The 38th installment of I Used to Love H.E.R., a series in which artists/bloggers/writers discuss their most essential or favorite hip-hop albums and songs, comes from Belief, who in 2006 dropped his great debut Dedication (featuring the likes of Murs and C-Rayz Walz and previously discussed here). Belief’s newest project is a 40-minute mixtape, Let It Breathe, available as a free download at his MySpace page.
In talking about his mix, Belief said he was “hoping to create a combination of the formats of Dilla’s Donuts and Girl Talk’s Night Ripper.”
“As an artist who had been limited by sample clearance issues, I needed to find an outlet for all this sampled music I’ve created that feels very meaningful but has been left to get dusty in my hard drive over the years due to not being able to find the right artist to write the right song, or labels not being willing to release sampled music.”
In his entry, Belief sheds some light on an overlooked Los Angeles gem by Freestyle Fellowship, a group that gave us, among others, Aceyalone.
- Belief | Let It Breathe mixtape (Zshare)
Freestyle Fellowship
Innercity Griots (4th & B’Way/Island, 1993)

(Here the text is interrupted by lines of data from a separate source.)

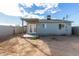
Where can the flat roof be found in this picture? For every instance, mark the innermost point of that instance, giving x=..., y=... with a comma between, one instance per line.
x=36, y=20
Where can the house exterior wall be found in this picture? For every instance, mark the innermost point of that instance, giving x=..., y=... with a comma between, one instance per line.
x=53, y=29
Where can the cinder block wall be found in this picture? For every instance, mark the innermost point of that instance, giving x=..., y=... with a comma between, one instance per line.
x=75, y=30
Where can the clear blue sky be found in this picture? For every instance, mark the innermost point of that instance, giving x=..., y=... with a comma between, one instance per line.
x=59, y=11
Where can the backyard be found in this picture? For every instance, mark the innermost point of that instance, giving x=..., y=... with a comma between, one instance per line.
x=43, y=46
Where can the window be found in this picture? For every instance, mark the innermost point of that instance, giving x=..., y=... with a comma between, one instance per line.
x=44, y=26
x=61, y=26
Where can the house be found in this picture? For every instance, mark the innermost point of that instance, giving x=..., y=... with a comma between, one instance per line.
x=48, y=26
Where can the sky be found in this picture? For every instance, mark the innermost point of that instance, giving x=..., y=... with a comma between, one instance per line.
x=12, y=10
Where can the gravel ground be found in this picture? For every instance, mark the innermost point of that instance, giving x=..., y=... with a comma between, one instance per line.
x=44, y=46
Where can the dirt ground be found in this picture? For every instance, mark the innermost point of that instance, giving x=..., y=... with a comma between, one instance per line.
x=44, y=46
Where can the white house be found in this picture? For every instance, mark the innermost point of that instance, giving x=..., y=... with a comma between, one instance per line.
x=48, y=26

This album represents the L.A. underground renaissance that I am a product of. The album came out during a time when people in that scene only respected innovativeness. Fellowship were the clear leaders of that movement. The beats were not 100% incredible on every song, but the ones that were are still some of my favorite beats ever. It took me a year or so to totally get into it, but eventually I realized it was somewhat of a Bible for me and other L.A. kids that were into underground hip-hop at the time.

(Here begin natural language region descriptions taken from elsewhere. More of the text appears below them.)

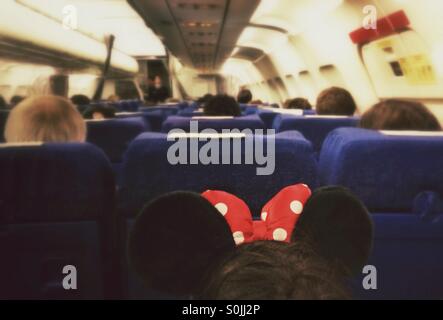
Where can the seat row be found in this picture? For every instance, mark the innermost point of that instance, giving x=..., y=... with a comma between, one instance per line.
x=58, y=204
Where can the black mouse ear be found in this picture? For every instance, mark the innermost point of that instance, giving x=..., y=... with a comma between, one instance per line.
x=338, y=226
x=175, y=242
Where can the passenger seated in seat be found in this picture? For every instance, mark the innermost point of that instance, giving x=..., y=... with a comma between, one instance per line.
x=338, y=227
x=336, y=101
x=15, y=100
x=2, y=103
x=45, y=119
x=270, y=270
x=298, y=103
x=196, y=256
x=204, y=100
x=244, y=96
x=80, y=100
x=113, y=98
x=99, y=112
x=399, y=115
x=222, y=105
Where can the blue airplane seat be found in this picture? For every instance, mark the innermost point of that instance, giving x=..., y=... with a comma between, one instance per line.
x=57, y=210
x=248, y=122
x=399, y=177
x=3, y=118
x=148, y=173
x=113, y=136
x=314, y=128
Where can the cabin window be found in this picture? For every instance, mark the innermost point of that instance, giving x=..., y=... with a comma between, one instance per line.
x=126, y=90
x=332, y=75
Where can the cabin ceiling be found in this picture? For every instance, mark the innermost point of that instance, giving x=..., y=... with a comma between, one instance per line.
x=201, y=33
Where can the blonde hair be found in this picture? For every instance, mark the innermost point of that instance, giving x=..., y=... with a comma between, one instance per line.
x=46, y=119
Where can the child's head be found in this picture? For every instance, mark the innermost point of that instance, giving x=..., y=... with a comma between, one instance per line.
x=269, y=270
x=338, y=227
x=175, y=241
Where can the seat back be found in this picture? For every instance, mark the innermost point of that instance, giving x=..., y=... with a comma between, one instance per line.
x=56, y=205
x=400, y=179
x=314, y=128
x=148, y=173
x=248, y=122
x=113, y=136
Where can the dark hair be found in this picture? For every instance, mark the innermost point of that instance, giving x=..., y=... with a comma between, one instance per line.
x=80, y=100
x=222, y=105
x=108, y=112
x=204, y=100
x=176, y=240
x=338, y=227
x=244, y=96
x=269, y=270
x=2, y=102
x=336, y=101
x=299, y=103
x=399, y=115
x=15, y=100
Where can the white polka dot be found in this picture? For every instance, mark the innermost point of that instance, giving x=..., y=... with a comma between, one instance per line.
x=279, y=234
x=239, y=238
x=296, y=207
x=223, y=208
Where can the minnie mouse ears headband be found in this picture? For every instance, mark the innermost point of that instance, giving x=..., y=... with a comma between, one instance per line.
x=180, y=237
x=278, y=217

They had a combination of street consciousness, artistic relevance and really pushed the envelope. This is what hip-hop music is all about to me, and especially West Coast hip-hop. It was a four-man group but they all were great and important to the sound. The production on Six Tray is so hard. P.E.A.C.E’s verses are chilling. Shammy’s is the ultimate booty anthem of all time and still gets love by L.A. DJ’s in the know. Mary is the ultimate weed classic. Bullies of the Block was too hard. DJ Kiilu’s little sister gave me the cassette when we went to Palm’s Jr. High together but I didn’t really understand its relevance until I went to high school and joined a crew called Suns of Kneeshak with some Living Legends members and our homegirl Faith. They are the ones who really put me on to it. Eventually I started hitting up the Good Life Café with them and to this day I’ve never seen a hip-hop movement so alive and innovative. Its what got me inspired to start making music.

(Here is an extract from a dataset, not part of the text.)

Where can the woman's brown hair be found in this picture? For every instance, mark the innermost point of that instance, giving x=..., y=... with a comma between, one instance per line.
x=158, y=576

Eventually I moved to NY and pretty much 100% across the board that album got dissed for being too out there. People preferred their hip-hop to be more meat and potatoes, simpler and more grounded. I would come home on breaks from school and our older homies who only listened to East Coast shit or Dr. Dre were finally coming around, 4 or 5 years later. I still take a listen to this album every once in a while for inspiration.